Évidemment, je n’ai point pris ma part de ces agapes patriarcales ; je n’ai connu ni les habitués ni les hôtes de la brasserie. Mais, pendant les veillées d’hiver, à l’époque de ma petite enfance, ma grand’mère aimait à m’entretenir de ce vieux temps, qui, encore une fois, fut assurément le meilleur de sa vie. Au lendemain de l’invasion de 1870, alors que la frontière rétrécie, si proche alors de nos foyers, nous donnait comme une sensation d’étouffement, les souvenirs de l’aïeule m’ouvraient des perspectives sur une France immense et glorieuse, qui ne finissait qu’au Rhin. Pour elle, Saarbrück, Kaiserslautern, Trêves, Coblentz étaient des noms aussi familiers que ceux de Metz et de Thionville.

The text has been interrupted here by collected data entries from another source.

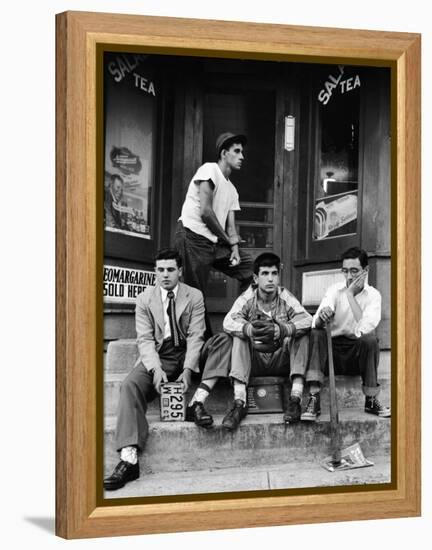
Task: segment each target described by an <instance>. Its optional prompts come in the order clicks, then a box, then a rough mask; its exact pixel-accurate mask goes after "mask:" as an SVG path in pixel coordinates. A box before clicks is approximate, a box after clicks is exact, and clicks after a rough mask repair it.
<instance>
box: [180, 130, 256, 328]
mask: <svg viewBox="0 0 432 550" xmlns="http://www.w3.org/2000/svg"><path fill="white" fill-rule="evenodd" d="M245 144H246V137H245V136H243V135H239V134H237V135H236V134H232V133H230V132H225V133H223V134H221V135H220V136H219V137H218V138H217V140H216V154H217V162H207V163H205V164H203V165H202V166H201V167H200V168H199V169H198V170H197V172H196V173H195V175H194V176H193V178H192V180H191V182H190V184H189V188H188V191H187V194H186V198H185V201H184V203H183V207H182V211H181V216H180V218H179V223H178V228H177V232H176V236H175V247H176V249H177V250H178V251H179V253H180V255H181V256H182V259H183V280H184V282H185V283H186V284H188V285H191V286H193V287H195V288H198V289H200V290H201V291H202V293H203V294H204V296H205V294H206V289H207V282H208V277H209V273H210V269H211V268H213V269H216V270H217V271H222V272H223V273H225V274H226V275H228V276H229V277H233V278H235V279H237V280H238V281H240V283H241V286H242V290H245V289H246V288H247V287H248V286H249V284H250V283H251V282H252V276H253V274H252V265H253V264H252V258H251V256H250V255H249V254H247V253H245V252H243V251H242V250H240V249H239V241H240V239H239V236H238V235H237V230H236V226H235V211H236V210H240V204H239V195H238V192H237V190H236V188H235V187H234V185H233V184H232V183H231V181H230V179H229V178H230V176H231V173H232V172H233V171H237V170H240V169H241V167H242V163H243V160H244V155H243V153H244V151H243V147H244V145H245ZM206 328H207V334H206V335H207V336H210V335H211V327H210V323H209V320H208V317H207V316H206Z"/></svg>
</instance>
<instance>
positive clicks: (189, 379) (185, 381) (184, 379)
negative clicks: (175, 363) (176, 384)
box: [176, 369, 192, 393]
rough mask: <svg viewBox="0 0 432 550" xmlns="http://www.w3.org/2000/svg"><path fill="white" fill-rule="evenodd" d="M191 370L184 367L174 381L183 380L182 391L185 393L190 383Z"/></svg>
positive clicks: (189, 385)
mask: <svg viewBox="0 0 432 550" xmlns="http://www.w3.org/2000/svg"><path fill="white" fill-rule="evenodd" d="M191 380H192V371H191V370H190V369H184V370H183V372H182V373H181V374H180V376H179V377H178V378H177V380H176V382H183V386H184V388H183V393H186V392H187V391H188V389H189V387H190V385H191Z"/></svg>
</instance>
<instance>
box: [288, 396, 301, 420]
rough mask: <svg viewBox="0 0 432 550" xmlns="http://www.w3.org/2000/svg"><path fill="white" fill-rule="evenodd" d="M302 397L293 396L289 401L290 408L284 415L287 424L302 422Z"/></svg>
mask: <svg viewBox="0 0 432 550" xmlns="http://www.w3.org/2000/svg"><path fill="white" fill-rule="evenodd" d="M300 403H301V399H300V397H296V396H291V397H290V398H289V401H288V407H287V410H286V411H285V414H284V422H285V424H294V423H295V422H298V421H299V420H300V415H301V404H300Z"/></svg>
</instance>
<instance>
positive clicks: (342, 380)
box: [105, 360, 391, 415]
mask: <svg viewBox="0 0 432 550" xmlns="http://www.w3.org/2000/svg"><path fill="white" fill-rule="evenodd" d="M125 376H126V373H124V372H120V373H116V372H107V373H106V375H105V415H113V414H116V411H117V404H118V399H119V395H120V385H121V382H122V381H123V379H124V378H125ZM390 376H391V374H390V361H385V360H384V361H382V362H381V364H380V377H379V381H380V384H381V394H380V400H381V401H382V402H383V404H389V403H390V384H391V379H390ZM198 383H199V380H197V381H195V382H194V383H193V385H192V387H191V388H190V390H189V391H188V393H187V402H189V401H190V399H191V398H192V395H193V394H194V392H195V389H196V387H197V385H198ZM289 392H290V388H289V385H288V384H287V385H286V386H285V387H284V397H285V401H287V399H288V398H289ZM307 393H308V390H307V388H305V392H304V399H303V405H304V406H305V405H306V400H307ZM336 393H337V399H338V405H339V406H340V407H361V406H363V405H364V395H363V392H362V389H361V379H360V377H359V376H336ZM232 399H233V391H232V387H231V384H230V382H229V381H228V380H220V381H219V382H218V384H217V385H216V387H215V388H214V390H213V391H212V393H211V394H210V396H209V398H208V399H207V402H206V408H207V409H208V411H209V412H211V413H212V414H213V413H215V414H217V413H220V414H222V413H223V412H224V411H226V410H227V408H228V407H229V406H230V404H231V402H232ZM321 406H322V408H323V409H328V407H329V388H328V380H326V382H325V385H324V387H323V388H322V391H321ZM149 408H150V410H151V411H154V412H157V411H158V410H159V400H158V399H155V400H154V401H153V402H152V403H151V404H150V406H149Z"/></svg>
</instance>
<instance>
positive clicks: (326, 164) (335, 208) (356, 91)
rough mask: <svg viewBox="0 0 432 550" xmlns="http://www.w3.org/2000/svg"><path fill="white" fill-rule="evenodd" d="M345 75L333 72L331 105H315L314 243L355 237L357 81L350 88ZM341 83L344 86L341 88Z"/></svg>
mask: <svg viewBox="0 0 432 550" xmlns="http://www.w3.org/2000/svg"><path fill="white" fill-rule="evenodd" d="M348 72H349V69H348V68H344V70H343V71H342V69H341V67H337V68H336V69H335V75H336V74H337V77H336V76H334V77H333V80H334V81H335V84H334V88H335V89H334V90H333V89H332V92H333V95H332V98H331V101H327V102H324V101H322V102H321V104H320V105H319V111H320V122H321V125H320V149H319V172H318V178H317V181H316V182H315V189H314V204H315V208H314V230H313V239H314V240H323V239H329V238H333V237H342V236H346V235H352V234H355V233H357V216H358V166H359V114H360V93H359V87H360V84H359V83H360V77H359V76H358V75H354V76H353V79H352V81H353V82H357V83H358V84H357V85H356V86H354V85H351V80H350V76H349V75H348V74H347V73H348ZM342 82H344V83H345V84H344V86H343V87H341V85H342ZM346 82H348V83H350V85H349V86H348V84H346ZM327 88H329V87H327ZM338 88H340V93H339V90H338ZM319 100H320V101H321V99H320V97H319Z"/></svg>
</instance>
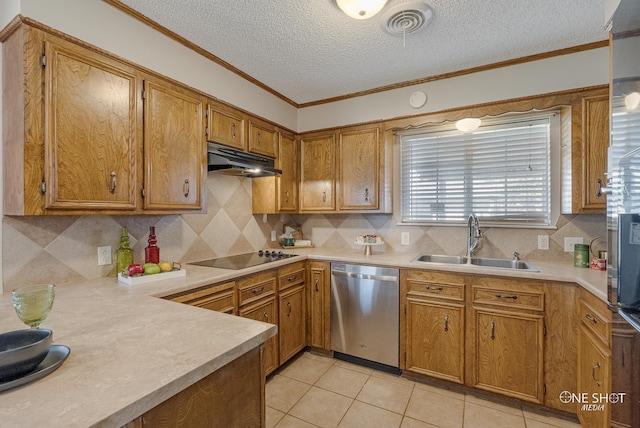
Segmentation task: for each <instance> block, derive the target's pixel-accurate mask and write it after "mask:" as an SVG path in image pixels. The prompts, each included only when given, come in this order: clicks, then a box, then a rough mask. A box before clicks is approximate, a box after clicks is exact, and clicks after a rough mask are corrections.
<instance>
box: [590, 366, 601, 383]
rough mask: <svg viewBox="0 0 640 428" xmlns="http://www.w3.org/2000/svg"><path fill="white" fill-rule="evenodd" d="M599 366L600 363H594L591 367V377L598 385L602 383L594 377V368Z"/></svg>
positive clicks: (594, 370) (595, 370)
mask: <svg viewBox="0 0 640 428" xmlns="http://www.w3.org/2000/svg"><path fill="white" fill-rule="evenodd" d="M599 368H600V363H596V365H595V366H593V368H592V369H591V377H592V378H593V380H595V381H596V383H597V384H598V386H600V385H601V384H602V382H600V381H599V380H598V379H597V378H596V370H597V369H599Z"/></svg>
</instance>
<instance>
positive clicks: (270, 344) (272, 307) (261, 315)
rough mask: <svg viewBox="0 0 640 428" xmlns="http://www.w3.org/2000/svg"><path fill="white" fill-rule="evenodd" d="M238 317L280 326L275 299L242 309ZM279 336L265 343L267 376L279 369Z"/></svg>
mask: <svg viewBox="0 0 640 428" xmlns="http://www.w3.org/2000/svg"><path fill="white" fill-rule="evenodd" d="M238 315H240V316H241V317H244V318H249V319H252V320H256V321H262V322H267V323H271V324H275V325H277V324H278V308H277V307H276V299H275V297H271V298H269V299H265V300H262V301H260V302H258V303H256V304H254V305H251V306H245V307H241V308H240V310H239V311H238ZM278 336H279V334H277V335H275V336H273V337H271V338H269V339H268V340H267V342H266V343H265V348H264V353H263V357H262V364H264V371H265V376H267V375H268V374H270V373H271V372H273V371H274V370H275V369H276V368H278Z"/></svg>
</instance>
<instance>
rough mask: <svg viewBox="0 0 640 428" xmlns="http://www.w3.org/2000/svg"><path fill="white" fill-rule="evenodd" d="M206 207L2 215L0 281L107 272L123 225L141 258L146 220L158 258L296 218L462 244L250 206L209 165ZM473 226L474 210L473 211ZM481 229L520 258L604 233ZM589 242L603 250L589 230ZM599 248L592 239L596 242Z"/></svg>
mask: <svg viewBox="0 0 640 428" xmlns="http://www.w3.org/2000/svg"><path fill="white" fill-rule="evenodd" d="M207 190H208V197H207V205H208V207H207V213H206V214H183V215H166V216H95V215H92V216H43V217H7V216H5V217H3V221H2V227H3V234H2V236H3V242H2V245H3V260H2V264H3V265H2V277H3V278H2V279H3V289H4V290H10V289H12V288H15V287H17V286H20V285H26V284H31V283H38V282H54V283H55V282H62V281H67V280H76V279H83V278H85V279H90V278H97V277H102V276H108V275H113V276H115V264H112V265H107V266H98V265H97V260H98V256H97V247H98V246H104V245H110V246H111V248H112V252H113V260H114V262H115V251H116V250H117V248H118V246H119V242H120V230H121V228H122V227H127V228H128V230H129V235H130V242H131V247H132V248H133V249H134V260H135V261H136V262H139V261H143V260H144V248H145V247H146V245H147V239H148V233H149V226H155V227H156V235H157V239H158V246H159V247H160V258H161V259H163V260H170V261H179V262H181V263H186V262H191V261H196V260H202V259H207V258H213V257H219V256H224V255H228V254H237V253H243V252H249V251H256V250H259V249H261V248H268V247H276V246H277V242H271V241H270V234H271V231H272V230H275V231H276V233H277V235H280V234H281V233H282V231H283V226H284V224H285V223H289V222H292V221H294V222H296V223H298V224H299V225H300V227H301V230H302V233H303V234H304V236H305V238H307V239H311V240H312V242H313V244H314V246H315V247H316V248H324V249H348V248H353V250H354V251H358V252H359V251H362V248H361V247H358V246H356V245H355V244H354V241H355V237H356V236H357V235H363V234H377V235H380V236H381V237H382V238H383V240H384V241H385V245H384V246H380V247H376V249H375V253H381V252H385V251H394V252H407V253H415V254H418V253H432V254H455V255H461V254H464V253H465V252H466V227H435V226H430V227H427V226H398V223H399V218H398V217H396V216H394V215H392V214H369V215H363V214H348V215H347V214H335V215H318V214H314V215H295V216H289V215H283V216H281V215H269V216H266V222H265V218H264V217H265V216H262V215H253V214H251V180H250V179H245V178H238V177H232V176H224V175H216V174H209V176H208V177H207ZM480 226H481V228H482V219H480ZM482 229H483V233H484V238H483V239H482V242H481V245H480V247H479V249H478V251H477V254H478V255H481V256H486V257H511V256H512V254H513V252H514V251H517V252H518V253H519V254H520V257H521V258H523V259H527V260H534V261H535V260H566V262H567V263H568V264H570V263H571V260H572V258H573V254H570V253H565V252H564V251H563V245H564V237H567V236H577V237H583V238H584V242H585V243H587V244H588V243H589V242H590V241H591V240H592V239H593V238H595V237H597V236H602V237H604V236H605V234H606V224H605V217H604V215H579V216H560V218H559V220H558V224H557V229H555V230H539V229H503V228H482ZM401 232H408V233H409V235H410V245H401V243H400V233H401ZM540 234H548V235H549V237H550V239H549V241H550V249H549V250H544V251H543V250H538V249H537V243H538V239H537V237H538V235H540ZM594 244H595V245H594V246H598V247H599V249H605V248H604V247H605V246H606V244H605V241H604V240H602V239H598V240H596V241H594ZM600 247H601V248H600Z"/></svg>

Et malgré les récentes horreurs de la guerre allemande, les gens qu’elle connaissait là-bas n’évoquaient à ses yeux que de bons et loyaux visages, des réceptions charmantes, des parties de plaisir égayées de danses et de musique sentimentale. Elle y avait entendu parler notre langue, acclamer notre pays… Mais surtout, ce que je retrouvais dans les conversations de ma bonne femme de grand’mère, c’était l’écho mourant de tous les langages qui se parlaient, depuis des siècles, dans ces contrées riveraines de la Moselle : mots paysans, mots bourgeois, idiotismes provinciaux, élégances falotes de petits hobereaux ou de petits robins de bailliage, elle avait recueilli tout cela dans son entourage, sans y rien ajouter du sien. Sa mémoire était une plaque strictement réfléchissante, que nul reflet d’imagination ne troubla jamais. De même que la mère Charton était un vivant répertoire du parler de Spincourt et de la Woëvre, ma grand’mère offrait le vocabulaire le plus complet que j’aie connu de notre langage briotin et bas-mosellan.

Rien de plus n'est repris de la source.